The nude mice, NSG mice and C57BL/6J mice aged 6–8 weeks were purchased from the Chinese Science Academy (Shanghai, China) or GemPharmatech Co., Ltd. (Jiangsu, China). Approximately 1 × 10⁶ Huh7 cells or primary patient liver cancer cells infected by lentivirus expressing vector or shGS, shRictor, or shHDAC3 were suspended in 100 µL of DMEM and Matrigel (BD Bio-sciences; 1:1), then they were randomly injected subcutaneously into different mice. To evaluate the effect of V9302, RGFP966 and AZD2014 treatment on tumor growth, xenograft tumors were generated with subcutaneous injections of 1 × 10⁶ Huh7 cells or 2 × 2 mm tissue (PDX model) per animal in the right flank of nude mice or NSG mice. When the tumor grows to 100 m³, tumor bearing mice were randomly assigned to different treatment groups, and the indicated inhibitor treatments were performed by intraperitoneal injection for 15 days. The treatment groups consisted of vehicle, AZD2014 (10 mg kg⁻¹ daily), V9302(75 mg kg⁻¹ daily),^[32] RGPF966(10 mg kg⁻¹ daily) by intraperitoneal injection. To assess the inhibition effects of shRictor-expressing lentivirus combined V9302 on established tumors, mice received an intratumoral injection of 50 µL (5 × 10⁷ IU mL^–1) of saline, lentivirus containing sh-Scramble, or lentivirus containing shRictor, combined treated with or without V9302(75 mg kg⁻¹ daily). After 1 week, Saline, lentivirus-Scramble, or lentivirus-shRictor was reinjected into the tumor mass. Tumor recordings were performed every 2 days and the mice were sacrificed at indicated time for photography. After the final treatment, the tumor was taken out for related detection.

Liver hepatocellular carcinoma(LIHC)data from The Cancer Genome Atlas (TCGA) cohort were analyzed. Spearman's correlation was used to assess the relationship between genes. Experimental differences between variables were assessed with two-tailed Student's t test or ANOVA analysis using GraphPad Prism software (version 8.0.1). The patient's overall survival rates were calculated using the Kaplan–Meier method and log-rank analysis. The independent factors on recurrence and survival were evaluated based on a multivariate Cox regression model. All the values were expressed as mean ±SD, statistical significance defined as p < 0.05; various levels of statistical significance were indicated as follows: NS, nonsignificant, *p < 0.05, **p < 0.01, ***p < 0.001, ****p < 0.0001.

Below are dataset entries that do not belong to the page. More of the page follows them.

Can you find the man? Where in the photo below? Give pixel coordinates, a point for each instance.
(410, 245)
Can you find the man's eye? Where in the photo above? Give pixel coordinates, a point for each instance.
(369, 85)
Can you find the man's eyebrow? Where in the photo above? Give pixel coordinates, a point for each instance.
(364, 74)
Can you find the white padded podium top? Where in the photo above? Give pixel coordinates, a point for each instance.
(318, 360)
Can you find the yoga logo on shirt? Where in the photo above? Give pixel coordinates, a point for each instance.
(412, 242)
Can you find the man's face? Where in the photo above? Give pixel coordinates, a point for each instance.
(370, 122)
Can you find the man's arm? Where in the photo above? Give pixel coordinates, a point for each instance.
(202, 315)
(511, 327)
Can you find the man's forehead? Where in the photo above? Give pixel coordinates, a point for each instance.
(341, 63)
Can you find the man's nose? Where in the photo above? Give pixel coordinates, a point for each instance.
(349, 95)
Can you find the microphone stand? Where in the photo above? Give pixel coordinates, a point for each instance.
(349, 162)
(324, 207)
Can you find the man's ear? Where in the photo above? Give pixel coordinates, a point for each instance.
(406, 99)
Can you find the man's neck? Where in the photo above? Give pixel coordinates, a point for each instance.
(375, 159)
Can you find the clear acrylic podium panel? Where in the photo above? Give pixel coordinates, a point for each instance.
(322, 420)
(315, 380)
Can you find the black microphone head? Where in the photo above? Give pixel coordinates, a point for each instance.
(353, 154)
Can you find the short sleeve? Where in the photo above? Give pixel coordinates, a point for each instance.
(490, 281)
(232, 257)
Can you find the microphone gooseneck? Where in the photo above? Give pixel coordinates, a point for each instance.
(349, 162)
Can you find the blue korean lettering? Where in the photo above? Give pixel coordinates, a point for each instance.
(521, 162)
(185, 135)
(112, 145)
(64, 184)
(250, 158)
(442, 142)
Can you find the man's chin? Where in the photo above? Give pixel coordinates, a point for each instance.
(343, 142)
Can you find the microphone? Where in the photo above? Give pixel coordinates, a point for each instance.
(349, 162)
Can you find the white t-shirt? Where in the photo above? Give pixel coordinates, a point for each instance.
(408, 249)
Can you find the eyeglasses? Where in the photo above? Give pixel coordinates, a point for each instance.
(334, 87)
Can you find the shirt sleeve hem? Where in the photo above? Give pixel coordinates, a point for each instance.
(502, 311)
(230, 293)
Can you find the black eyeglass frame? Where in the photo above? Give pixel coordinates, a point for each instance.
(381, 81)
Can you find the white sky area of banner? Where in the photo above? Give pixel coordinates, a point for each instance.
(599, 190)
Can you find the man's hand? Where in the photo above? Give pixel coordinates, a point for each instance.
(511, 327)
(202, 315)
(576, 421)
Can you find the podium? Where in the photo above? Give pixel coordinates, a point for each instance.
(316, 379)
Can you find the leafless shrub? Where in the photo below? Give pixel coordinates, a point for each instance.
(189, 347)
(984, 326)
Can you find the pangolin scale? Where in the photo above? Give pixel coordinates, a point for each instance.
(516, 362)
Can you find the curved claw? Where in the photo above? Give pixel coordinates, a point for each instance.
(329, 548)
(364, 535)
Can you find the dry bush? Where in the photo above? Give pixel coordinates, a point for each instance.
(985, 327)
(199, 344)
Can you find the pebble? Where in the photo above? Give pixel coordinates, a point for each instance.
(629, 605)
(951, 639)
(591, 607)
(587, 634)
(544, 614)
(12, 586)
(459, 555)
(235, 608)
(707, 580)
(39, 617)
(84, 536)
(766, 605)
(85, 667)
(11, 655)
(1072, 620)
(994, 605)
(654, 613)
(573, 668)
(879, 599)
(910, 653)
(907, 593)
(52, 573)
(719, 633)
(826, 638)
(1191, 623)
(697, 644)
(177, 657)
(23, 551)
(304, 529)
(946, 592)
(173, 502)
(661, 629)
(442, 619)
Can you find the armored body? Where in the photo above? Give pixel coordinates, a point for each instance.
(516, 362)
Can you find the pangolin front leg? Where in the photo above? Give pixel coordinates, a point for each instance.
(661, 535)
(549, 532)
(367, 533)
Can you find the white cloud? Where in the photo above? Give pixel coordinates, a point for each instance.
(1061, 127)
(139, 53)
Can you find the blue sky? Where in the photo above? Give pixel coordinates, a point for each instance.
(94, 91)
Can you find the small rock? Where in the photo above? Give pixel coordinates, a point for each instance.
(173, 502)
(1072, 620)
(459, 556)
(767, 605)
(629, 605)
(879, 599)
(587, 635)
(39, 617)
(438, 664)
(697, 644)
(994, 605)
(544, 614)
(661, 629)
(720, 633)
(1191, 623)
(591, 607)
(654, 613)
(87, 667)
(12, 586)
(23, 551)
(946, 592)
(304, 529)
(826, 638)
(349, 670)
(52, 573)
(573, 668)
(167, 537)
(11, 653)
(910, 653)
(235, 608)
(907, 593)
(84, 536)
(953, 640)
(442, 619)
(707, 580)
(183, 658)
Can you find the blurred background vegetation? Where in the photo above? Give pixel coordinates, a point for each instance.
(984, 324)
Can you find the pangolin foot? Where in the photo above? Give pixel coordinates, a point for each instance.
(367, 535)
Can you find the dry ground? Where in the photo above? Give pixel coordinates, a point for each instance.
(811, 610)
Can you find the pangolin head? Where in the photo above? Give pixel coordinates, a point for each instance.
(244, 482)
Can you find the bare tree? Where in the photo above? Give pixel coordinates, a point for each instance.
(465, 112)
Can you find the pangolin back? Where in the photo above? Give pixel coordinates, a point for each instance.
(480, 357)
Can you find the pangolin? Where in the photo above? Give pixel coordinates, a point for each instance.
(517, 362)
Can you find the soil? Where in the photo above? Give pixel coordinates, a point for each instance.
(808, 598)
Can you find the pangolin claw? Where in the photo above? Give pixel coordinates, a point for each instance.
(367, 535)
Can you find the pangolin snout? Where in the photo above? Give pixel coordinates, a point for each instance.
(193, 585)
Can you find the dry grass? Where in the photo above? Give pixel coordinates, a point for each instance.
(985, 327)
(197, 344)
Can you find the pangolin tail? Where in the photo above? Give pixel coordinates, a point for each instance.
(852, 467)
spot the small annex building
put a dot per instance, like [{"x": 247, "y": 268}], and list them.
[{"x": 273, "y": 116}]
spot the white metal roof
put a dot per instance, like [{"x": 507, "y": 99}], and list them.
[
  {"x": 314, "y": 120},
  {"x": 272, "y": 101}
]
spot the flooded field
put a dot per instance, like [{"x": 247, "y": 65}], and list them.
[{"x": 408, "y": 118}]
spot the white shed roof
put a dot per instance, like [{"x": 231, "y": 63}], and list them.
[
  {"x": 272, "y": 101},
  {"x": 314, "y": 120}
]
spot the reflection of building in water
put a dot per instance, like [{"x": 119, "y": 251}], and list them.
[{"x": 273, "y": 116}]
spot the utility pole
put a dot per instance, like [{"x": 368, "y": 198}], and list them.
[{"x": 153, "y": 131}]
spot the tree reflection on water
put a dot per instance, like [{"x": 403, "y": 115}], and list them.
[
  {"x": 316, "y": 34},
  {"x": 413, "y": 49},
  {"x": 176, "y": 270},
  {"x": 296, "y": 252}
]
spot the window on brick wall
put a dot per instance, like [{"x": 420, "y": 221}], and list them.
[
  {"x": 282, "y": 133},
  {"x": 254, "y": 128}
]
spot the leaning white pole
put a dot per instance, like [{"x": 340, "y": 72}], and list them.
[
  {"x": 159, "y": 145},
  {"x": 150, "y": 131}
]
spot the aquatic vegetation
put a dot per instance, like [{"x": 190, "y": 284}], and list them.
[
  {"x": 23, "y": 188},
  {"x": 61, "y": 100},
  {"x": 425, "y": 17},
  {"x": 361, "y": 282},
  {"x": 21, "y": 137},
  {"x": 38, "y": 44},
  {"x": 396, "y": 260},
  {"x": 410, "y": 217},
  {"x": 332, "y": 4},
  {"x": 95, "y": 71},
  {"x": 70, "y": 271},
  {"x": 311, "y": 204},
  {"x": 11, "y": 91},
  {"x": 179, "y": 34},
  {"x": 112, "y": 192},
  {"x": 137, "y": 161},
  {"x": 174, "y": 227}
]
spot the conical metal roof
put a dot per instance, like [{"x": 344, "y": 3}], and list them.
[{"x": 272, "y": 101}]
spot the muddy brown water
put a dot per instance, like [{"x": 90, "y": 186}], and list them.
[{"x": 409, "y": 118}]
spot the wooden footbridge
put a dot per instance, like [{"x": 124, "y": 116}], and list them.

The authors thank Zai-Li Luo, Dong-Ping Hu, Dan-Dan Huang, Shan-Hua Tang, Lin-Na Guo, and Dan Cao for their technical assistance. This work was supported by the projects from National Natural Science Foundation of China (81861168038, 81802964, 32171298).

The authors declare no conflict of interest.

H.-L.Z., P.C., H.-X.Y., and G.-B.F. contributed equally to this work. H.-L.Z., W.X., H.-X.Y., H.-Y.W., J.L. designed the research; H.-L.Z., P.-C., G.-B.F. performed research; H.-X.Y., S.-M.Z. contributed in reagents/analytic tools; F.-F.L., J.Z., J.-H.Y., L.C., J.Z. analyzed data; H.-Y.W., B.Z., H.-S.C., J.C., S.H. contributed to project discussions; H.-L.Z. and J.L. wrote the manuscript.

The data that support the findings of this study are available from the corresponding author upon reasonable request.